Whether your event is a casual luncheon for best friends, an English Tea, a black-tie wedding or a themed party, Robin Scott Catering will make the occasion festive, memorable and unique, designing a superb guest experience.
Robin delights in creating imaginative, customized menus and in preparing delicious foods, beautifully presented, with good wines and superior service.
Catering is only part of Robin’s talent. She is a persnickety shopper of homegrown and local ingredients, even growing her own apples, figs, raspberries, herbs and lemons. What makes Robin’s events unparalleled is her commitment to detail and personal service to assure that each event runs smoothly from start to finish.

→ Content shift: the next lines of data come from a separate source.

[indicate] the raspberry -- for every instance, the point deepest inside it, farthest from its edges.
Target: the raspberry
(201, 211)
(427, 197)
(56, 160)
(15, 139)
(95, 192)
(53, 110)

Robin has catered locally for 18 years. After attending Tante Marie’s Cooking School in San Francisco, she previously a chef for, among others, Insalata’s, Perry’s, and the Pacific Spirit before opening Robin Scott Catering. Share the recipe for her scrumptious pea soup.
Robin’s Pea Soup
2 Shallots, minced
2 t. olive oil
1 potato, peeled and cut into 1/2-inch dice
4 cups chicken or vegetable stock
4 cups frozen peas
crême fraîche
salt and pepper to taste
Sauté shallots in oil in a large pot over medium heat until soft. Add potato and stock and cook until potato is soft. Add peas and simmer for about 3-4 minutes. Turn off heat and let cool. Purée in batches or use a submersion blender. Season with salt and pepper. When serving, drizzle a little crême fraîche on top and garnish with a sprig of mint.